Often, as I perform this process on one research question, I’ll dig up other questions that I want to answer. This happened in the case we just discussed, as What differences have others identified between GraphQL and SOAP? became Who cares whether a protocol uses XML or JSON? and finally Does XML mapping in fact take longer than JSON mapping?
For each additional question, I find myself doing some part of my active reading cycle to answer it. As I read, searched, and tested my way through my questions, my draft outline for the API series filled up with quotes, links to sources, and example code. When I finished my first pass at research, I had enough information to begin framing and connecting the information I had found.
As I wrote, I did additional mini-cycles of active reading to address questions that came up as I wrote. The process doesn’t look like a course from start to finish: instead, it has several short feedback loops. I find myself looping back again and again to get a little more information, confirm this, challenge that. So as I go deeper into a project, my research activities focus on smaller and smaller details.
The Big Picture
For me, active reading feels like a misnomer for the process I have described. This process certainly can focus on reading. In practice, though, my information gathering strategy stretches past reading materials alone. It can include all kinds of media and experiments of my own as well. So I might more accurately describe the process I use as ‘active research.’

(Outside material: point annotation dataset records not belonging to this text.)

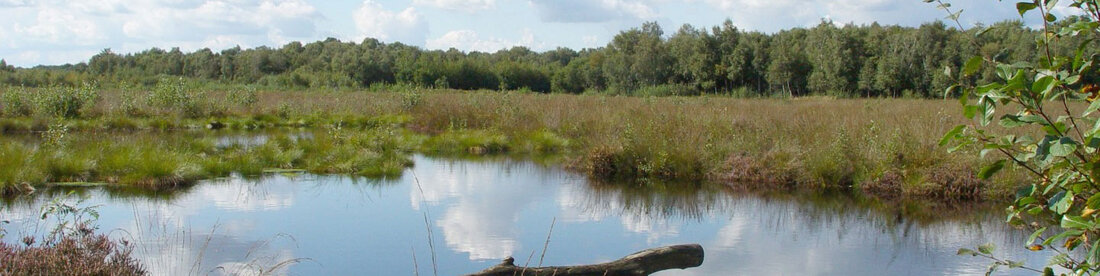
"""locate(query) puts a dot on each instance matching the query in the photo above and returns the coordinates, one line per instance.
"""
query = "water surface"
(464, 216)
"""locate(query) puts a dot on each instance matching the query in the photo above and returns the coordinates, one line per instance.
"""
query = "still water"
(464, 216)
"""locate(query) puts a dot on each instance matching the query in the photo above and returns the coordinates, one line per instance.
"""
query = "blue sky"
(50, 32)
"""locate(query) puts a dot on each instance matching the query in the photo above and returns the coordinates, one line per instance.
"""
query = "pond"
(459, 217)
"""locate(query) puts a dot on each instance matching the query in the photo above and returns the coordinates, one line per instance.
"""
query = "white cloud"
(61, 25)
(468, 6)
(406, 26)
(469, 40)
(593, 10)
(66, 31)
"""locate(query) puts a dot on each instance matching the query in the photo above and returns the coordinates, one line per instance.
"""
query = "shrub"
(64, 101)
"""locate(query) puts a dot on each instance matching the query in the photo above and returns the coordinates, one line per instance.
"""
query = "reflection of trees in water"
(652, 199)
(912, 222)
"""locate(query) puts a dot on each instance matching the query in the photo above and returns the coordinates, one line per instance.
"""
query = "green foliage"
(15, 102)
(59, 101)
(172, 95)
(866, 61)
(1052, 106)
(244, 97)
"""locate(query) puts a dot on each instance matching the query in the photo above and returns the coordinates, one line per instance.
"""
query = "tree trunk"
(642, 263)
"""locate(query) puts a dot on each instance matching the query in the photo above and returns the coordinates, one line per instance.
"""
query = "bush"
(14, 102)
(173, 96)
(64, 101)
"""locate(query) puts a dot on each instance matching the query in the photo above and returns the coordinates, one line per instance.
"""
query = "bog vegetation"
(810, 144)
(829, 58)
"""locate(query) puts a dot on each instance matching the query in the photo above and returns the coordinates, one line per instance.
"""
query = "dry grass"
(888, 145)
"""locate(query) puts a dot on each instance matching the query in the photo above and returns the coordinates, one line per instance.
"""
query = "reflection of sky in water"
(483, 211)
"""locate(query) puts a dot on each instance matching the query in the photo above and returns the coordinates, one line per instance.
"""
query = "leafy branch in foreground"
(1046, 122)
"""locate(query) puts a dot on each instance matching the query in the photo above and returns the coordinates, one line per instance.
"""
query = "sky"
(53, 32)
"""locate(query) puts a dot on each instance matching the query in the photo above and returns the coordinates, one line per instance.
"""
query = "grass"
(882, 147)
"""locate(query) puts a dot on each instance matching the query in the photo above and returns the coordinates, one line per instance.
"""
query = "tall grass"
(881, 146)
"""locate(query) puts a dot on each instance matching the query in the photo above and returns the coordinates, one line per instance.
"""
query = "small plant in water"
(55, 135)
(72, 247)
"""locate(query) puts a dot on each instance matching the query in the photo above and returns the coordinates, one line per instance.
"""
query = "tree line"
(831, 59)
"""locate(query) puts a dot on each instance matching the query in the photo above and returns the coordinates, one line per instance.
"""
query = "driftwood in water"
(642, 263)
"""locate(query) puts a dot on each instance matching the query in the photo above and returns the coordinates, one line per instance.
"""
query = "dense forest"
(831, 59)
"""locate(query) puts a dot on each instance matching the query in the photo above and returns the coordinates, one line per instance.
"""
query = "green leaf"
(1093, 201)
(990, 169)
(1014, 264)
(1060, 202)
(1024, 7)
(983, 31)
(954, 133)
(1092, 108)
(987, 249)
(1051, 4)
(1063, 235)
(1035, 234)
(971, 66)
(1043, 86)
(1063, 147)
(1076, 222)
(950, 89)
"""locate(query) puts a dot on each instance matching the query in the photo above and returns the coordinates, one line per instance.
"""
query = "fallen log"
(642, 263)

I use this process for a variety or projects: blog series, like the example we have discussed, but also for data analysis projects (like the ESG stock project) or learning projects, like my current quest to compare various pre-processing and modeling techniques for text analysis in machine learning.
Instead of going into my active research process with sources in mind, I start with assumptions, questions, and gaps in the topic I want to research. From there, I use judicious Google searches to unearth secondary sources that help me get an overview. From there, I may dive into primary sources to get a firmer understanding. As I do, I’ll start to get a view of the prevailing perspectives on the topic at hand. So I’ll specifically go in search of perspectives besides these prevailing ones: I want to include minority voices in the information I’m considering. Occasionally, primary sources don’t bring me close enough to the material for my satisfaction. In those cases, I need to test out procedures myself. Maybe that’s writing my own API call of the type I want to describe and evaluate.
As I go through this process, I’ll often end up with new questions that I did not have at the beginning. So I answer those as well in a series of ever-tightening research loops. The learning, of course, is never completely done, but I chalk that up to the nature of learning rather than a weakness in my method :).
Overall, I find that my active research strategy keeps me engaged and excited about what I’m learning. I get to decide what I’m going to find out next, and I get to choose how deeply I want to understand it. I get to go digging for facts that the cursory overviews miss. The process feels something like solving a mystery, so I can picture myself as the protagonist from one of the detective novels or spy novels I read in my youth. And as a result, I often come away with a more complete, more concrete grasp on the topic than I would get from warmup reading alone.